Une œuvre te fait-elle cet effet en particulier ?
Il y en a une vers laquelle je reviens tout le temps, depuis quelques années : c’est celle de Proust. J’adore Proust. Je ne vais pas mentir, je n’ai pas lu toute son œuvre ! Mais j’adore ce gars. Il a du swag, Proust.

C’est un mec qui arrive à parler d’un sentiment que toi tu as éprouvé une fois dans ta vie pendant un quart de seconde. Lui, il le prend, il le chope, il le met sur une table, il l’étire, et il en fait des pages et des pages.

Il te tend le microscope et te dit « tiens, maintenant, regarde ». Et tu es obligé de te reconnaître là-dedans. C’est ce que je te disais dans le fait de révéler des choses : Proust n’invente rien de ce dont il parle. Quand il évoque la mort de sa femme Albertine, c’est incroyable. Il dit qu’une fois qu’elle est morte, lui-même doit mourir une infinité de fois parce que le travail du deuil, c’est ça. La personne aimée qui meurt, elle ne meurt qu’une fois. Toi, tu dois mourir à chaque fois qu’un souvenir te revient. Voilà, c’est le genre de choses auxquelles on ne pense pas, mais lui y a pensé pour nous.

Les choses qui te touchent ont l’air très précises. Cette minutie se ressent également dans tes productions musicales. Comment parviens-tu à retranscrire tout ça sur scène ?
En parlant au public par exemple. Je parle de plus en plus. J’ai envie de savoir qui sont les gens à la fin d’un concert, qu’il n’y ait pas une sorte de mur entre la scène et moi, ce « quatrième mur » dont on parle au théâtre. Ça ne doit surtout pas exister !

basile di manski

Ton concert préféré ?
Je vois peu de concerts en fait, j’en vois de plus en plus parce que j’ai besoin de chercher des idées, mais je préfère les spectacles aux concerts. Je trouve que les concerts sont rarement des spectacles, et c’est dommage.
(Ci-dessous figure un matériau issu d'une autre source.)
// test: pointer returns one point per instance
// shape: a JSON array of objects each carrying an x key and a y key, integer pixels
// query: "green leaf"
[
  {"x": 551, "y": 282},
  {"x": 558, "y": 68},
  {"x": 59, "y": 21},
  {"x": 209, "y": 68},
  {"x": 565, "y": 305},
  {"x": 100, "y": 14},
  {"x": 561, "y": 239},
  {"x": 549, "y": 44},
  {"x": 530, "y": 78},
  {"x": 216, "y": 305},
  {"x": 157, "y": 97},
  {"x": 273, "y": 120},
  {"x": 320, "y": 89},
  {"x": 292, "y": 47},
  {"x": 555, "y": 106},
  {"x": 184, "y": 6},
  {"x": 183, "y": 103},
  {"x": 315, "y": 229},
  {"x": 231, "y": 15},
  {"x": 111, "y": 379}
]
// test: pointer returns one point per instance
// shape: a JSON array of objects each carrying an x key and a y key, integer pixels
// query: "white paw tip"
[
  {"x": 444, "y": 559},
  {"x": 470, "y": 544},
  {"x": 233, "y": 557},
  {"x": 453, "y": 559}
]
Sauf quand tu t’appelles Beyoncé et que tu te balades en tyrolienne.
Il y a un truc qui a changé mon rapport à la scène. Ce sont des clowns modernes russes un peu punk, la famille Semianiki. Ils ont créé un collectif à Saint Petersbourg et tournent dans le monde entier, c’est leur dixième spectacle. Il y a juste un décor et du mime, pas un mot. À l’époque où je travaillais dans la production j’ai dû les voir 35 fois, et c’est le seul spectacle que j’ai trouvé parfait de A à Z.
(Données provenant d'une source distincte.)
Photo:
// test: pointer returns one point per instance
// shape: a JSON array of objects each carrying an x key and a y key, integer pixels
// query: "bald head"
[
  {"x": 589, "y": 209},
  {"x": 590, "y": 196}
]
Un extrait du spectacle de la famille Semianiki.

Autre chose, pourquoi chantes-tu en anglais ?
Toute mon enfance, je n’ai écouté que de la musique anglo-saxonne : des morceaux des années 70, du punk-rock qu’écoutaient mes grands-frères, ou du rap américain… J’ai commencé à écouter de la musique en français via le rap, et le rap c’est un truc qui ne me va pas du tout. Quand tu chantes en français, tu te heurtes à plein de trucs. Certains y parviennent mais pas moi.


Le très beau « To Lord Byron » de Basile di Manski… principalement en français.

On a un passé qui est trop lourd : dès que tu essayes de trouver ta voie, tu te dis « Ah non là je fais du Daho, ah non là je fais du Gainsbourg, ah non là… ». Donc ça me fait chier, voilà. Heureusement que Gainsbourg est mort, ils nous aurait épuisés ! Avant de mourir, il s’était déjà mis à la musique électronique.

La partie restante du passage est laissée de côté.